3. Eliminate obstacles. If a holiday get-together is held in the home of an older person with memory impairment or behavioral problems, don’t rearrange the furniture. This could be a source of confusion and anxiety. If the gathering is in a place unfamiliar to an older person, remove slippery throw rugs and other
items that could present barriers to someone with balance problems or who has difficulty walking.
4. Create new memories. In addition to memories, seniors need new things to anticipate. Add something new to the holiday celebration. You may also consider volunteering for your family to help others. Enjoy activities that are free, such as taking a drive to look at holiday decorations, or window-shopping at the mall or along a festive downtown street.

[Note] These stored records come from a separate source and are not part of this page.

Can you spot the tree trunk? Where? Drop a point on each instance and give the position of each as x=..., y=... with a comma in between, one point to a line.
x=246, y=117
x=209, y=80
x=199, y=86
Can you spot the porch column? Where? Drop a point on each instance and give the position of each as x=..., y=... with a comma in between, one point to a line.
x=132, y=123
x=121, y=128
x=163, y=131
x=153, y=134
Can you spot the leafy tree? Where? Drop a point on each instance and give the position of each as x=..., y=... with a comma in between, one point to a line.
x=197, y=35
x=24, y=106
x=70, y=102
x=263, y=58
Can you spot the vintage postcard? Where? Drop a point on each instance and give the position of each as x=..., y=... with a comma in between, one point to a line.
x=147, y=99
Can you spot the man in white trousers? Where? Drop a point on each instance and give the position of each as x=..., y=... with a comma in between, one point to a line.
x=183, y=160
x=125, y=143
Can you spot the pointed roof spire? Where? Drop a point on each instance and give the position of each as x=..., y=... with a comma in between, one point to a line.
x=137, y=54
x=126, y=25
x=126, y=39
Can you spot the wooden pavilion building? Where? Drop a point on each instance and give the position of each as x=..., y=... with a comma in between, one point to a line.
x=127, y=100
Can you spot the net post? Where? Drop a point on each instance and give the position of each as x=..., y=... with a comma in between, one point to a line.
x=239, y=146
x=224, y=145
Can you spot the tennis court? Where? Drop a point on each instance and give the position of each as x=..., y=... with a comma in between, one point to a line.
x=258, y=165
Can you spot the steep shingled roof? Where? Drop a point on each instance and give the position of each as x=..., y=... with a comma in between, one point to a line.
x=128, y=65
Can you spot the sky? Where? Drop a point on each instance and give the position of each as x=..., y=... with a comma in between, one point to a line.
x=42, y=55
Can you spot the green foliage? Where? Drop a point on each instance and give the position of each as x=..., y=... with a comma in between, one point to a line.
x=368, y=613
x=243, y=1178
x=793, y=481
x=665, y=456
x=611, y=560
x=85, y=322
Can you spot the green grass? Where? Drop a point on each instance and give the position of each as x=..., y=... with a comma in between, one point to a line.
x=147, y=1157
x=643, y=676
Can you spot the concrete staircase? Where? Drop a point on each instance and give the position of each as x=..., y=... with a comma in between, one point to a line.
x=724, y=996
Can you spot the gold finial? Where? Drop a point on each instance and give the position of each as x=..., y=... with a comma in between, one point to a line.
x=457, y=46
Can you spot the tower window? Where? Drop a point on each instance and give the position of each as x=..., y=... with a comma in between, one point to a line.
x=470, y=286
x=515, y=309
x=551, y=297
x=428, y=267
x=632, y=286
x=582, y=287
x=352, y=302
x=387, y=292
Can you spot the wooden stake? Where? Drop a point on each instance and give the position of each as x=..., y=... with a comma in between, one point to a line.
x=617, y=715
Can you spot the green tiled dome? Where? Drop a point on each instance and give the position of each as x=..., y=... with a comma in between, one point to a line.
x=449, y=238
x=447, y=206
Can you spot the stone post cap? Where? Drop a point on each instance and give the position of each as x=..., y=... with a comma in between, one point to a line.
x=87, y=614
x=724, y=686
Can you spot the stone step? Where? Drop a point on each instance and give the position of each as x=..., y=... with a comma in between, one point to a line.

5. Be inclusive. Involve everyone in holiday meal preparation, breaking down tasks to include the youngest and oldest family members. Older adults with physical limitations can still be included in kitchen activities by asking them to do a simple, helpful task, like greasing cooking pans, peeling vegetables, folding napkins or arranging flowers.
6. Reach out. Social connectedness is especially important at holiday times. Reaching out to older relatives and friends who are alone is something all of us can do. Loneliness is a difficult emotion for anyone.
7. Monitor medications and alcohol. If you have senior family members, be sure to help them adhere to their regular schedule of medications during the frenzy of the holidays. With additional activities and celebrations it can be challenging to remember their normal routines.
By using these guidelines you can help alleviate unnecessary stress during the holiday season for your aging loved ones. Planning ahead can help you enjoy a productive and prosperous holiday season that includes everyone.